Filed Wednesday, January 21. 2009
Everyone is a salesperson. If you can’t sell your ideas to your boss, you won’t get the budget to do projects. Very few universities have practical courses on how to buy and sell technology.
Most deal in conceptual theories and don’t focus on the pragmatic skill sets needed by the everyday manager and director of technology. For the most part, seminars taught by practitioners are more relevant and immediately applicable to the selling and procurement of equipment and services.
Based on practical experience, these are the top 12 pragmatic tips I’ve taught to students.
- Know your product or service cold.
- Know your market. What do they want and need?
- Know your competition. What are their weaknesses, strengths and resources?
- Know your company’s limitations. You can’t be everything to everyone. No one can.
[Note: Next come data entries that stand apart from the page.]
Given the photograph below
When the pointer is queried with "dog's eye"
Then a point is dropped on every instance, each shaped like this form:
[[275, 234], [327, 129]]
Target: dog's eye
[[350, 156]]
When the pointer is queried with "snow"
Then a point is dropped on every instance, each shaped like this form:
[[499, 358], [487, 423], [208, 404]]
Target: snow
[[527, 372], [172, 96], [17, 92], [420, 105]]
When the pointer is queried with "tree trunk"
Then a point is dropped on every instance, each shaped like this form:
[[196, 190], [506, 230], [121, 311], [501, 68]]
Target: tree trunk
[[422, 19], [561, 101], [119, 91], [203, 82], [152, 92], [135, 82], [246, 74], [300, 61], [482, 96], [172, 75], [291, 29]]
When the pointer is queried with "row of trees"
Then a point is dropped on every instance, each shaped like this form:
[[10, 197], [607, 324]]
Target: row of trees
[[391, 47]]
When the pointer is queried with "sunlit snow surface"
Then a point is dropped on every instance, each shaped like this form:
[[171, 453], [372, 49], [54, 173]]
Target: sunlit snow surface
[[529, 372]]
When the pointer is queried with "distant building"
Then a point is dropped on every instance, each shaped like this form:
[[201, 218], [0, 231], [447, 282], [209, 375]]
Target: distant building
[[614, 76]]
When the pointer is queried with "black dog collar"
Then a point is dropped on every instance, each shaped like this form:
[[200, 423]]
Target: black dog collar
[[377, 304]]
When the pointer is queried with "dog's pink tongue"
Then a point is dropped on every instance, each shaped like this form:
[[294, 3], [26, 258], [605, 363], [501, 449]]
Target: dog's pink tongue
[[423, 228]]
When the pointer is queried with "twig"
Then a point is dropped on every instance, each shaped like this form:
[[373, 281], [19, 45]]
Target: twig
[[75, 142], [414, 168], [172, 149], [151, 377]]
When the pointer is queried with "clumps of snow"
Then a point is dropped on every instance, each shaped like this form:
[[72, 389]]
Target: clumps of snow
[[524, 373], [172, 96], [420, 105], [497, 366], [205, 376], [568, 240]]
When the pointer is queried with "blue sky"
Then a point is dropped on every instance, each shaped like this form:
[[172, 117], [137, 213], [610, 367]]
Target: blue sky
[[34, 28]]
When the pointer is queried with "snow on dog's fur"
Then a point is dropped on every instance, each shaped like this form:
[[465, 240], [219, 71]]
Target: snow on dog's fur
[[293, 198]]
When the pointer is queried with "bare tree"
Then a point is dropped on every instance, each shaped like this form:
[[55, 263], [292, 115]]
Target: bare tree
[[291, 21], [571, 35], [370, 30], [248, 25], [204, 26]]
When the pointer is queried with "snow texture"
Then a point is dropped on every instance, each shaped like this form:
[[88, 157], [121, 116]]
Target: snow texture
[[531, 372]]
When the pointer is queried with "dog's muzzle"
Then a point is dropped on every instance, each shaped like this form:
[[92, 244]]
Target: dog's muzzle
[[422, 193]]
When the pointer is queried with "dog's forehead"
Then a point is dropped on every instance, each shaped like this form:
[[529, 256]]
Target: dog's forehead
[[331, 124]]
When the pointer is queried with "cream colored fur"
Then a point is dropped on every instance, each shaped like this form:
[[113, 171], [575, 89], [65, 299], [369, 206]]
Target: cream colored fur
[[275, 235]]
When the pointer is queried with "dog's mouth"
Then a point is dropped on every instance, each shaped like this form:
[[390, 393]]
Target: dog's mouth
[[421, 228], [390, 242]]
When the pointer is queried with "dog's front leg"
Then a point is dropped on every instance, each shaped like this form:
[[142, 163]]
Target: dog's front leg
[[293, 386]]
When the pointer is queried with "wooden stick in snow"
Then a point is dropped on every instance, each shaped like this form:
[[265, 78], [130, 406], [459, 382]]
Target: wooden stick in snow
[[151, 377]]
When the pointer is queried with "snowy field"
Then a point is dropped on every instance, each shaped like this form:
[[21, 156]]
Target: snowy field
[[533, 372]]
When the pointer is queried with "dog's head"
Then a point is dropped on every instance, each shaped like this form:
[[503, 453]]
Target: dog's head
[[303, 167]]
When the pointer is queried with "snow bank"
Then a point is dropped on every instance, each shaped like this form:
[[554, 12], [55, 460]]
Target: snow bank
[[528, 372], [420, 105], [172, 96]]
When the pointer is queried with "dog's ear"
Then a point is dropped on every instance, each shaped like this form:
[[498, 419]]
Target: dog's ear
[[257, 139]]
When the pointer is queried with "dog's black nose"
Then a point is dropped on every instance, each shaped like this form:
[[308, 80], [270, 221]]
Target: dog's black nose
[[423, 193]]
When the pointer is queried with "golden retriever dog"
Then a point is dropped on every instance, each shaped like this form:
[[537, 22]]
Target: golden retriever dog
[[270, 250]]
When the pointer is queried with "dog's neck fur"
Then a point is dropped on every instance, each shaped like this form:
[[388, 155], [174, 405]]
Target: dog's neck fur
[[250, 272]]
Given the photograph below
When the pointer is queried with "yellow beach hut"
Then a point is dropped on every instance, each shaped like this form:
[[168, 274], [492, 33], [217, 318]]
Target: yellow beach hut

- To keep in touch with reality, always study the total picture. This includes your competition, the marketplace and other outside factors.
- Deal fairly. Forget the hard sell or the quick fix.
- Stay away from price as a single-buying criteria (as a seller or a buyer). Sales are often emotional decisions. They’re not always financial ones.
- You might only have one chance to sell the customer. Do it right the first time.
- Gain integrity by knowing when to walk away from bad business.
- Support what you sell. You might uncover more opportunities and create add-on sales.
- Continue to learn new things and concepts. If you stop, you’d might as well retire. The market today is too dynamic for routine workers and those who cling to yesterday’s solutions.
- Big doesn’t equate to good. Small firms are often more attuned to special markets. Don’t discount the small firm and don’t necessarily hold the large firm as the best.
Do You Believe?
You have to believe in what you’re selling. If you don’t believe in it, why should the customer or your boss?
If you’re selling an idea or project that needs approval and funding, those who sign off on the budget have to be sold. Sales expertise is not learned in a three hour seminar or by reading a book. Like anything else, it takes time and practice to become proficient. Learn from your mistakes as well as from the person before and after you.
Carlinism: Buying and selling technology in today’s environment takes skills that many “order takers” don’t possess.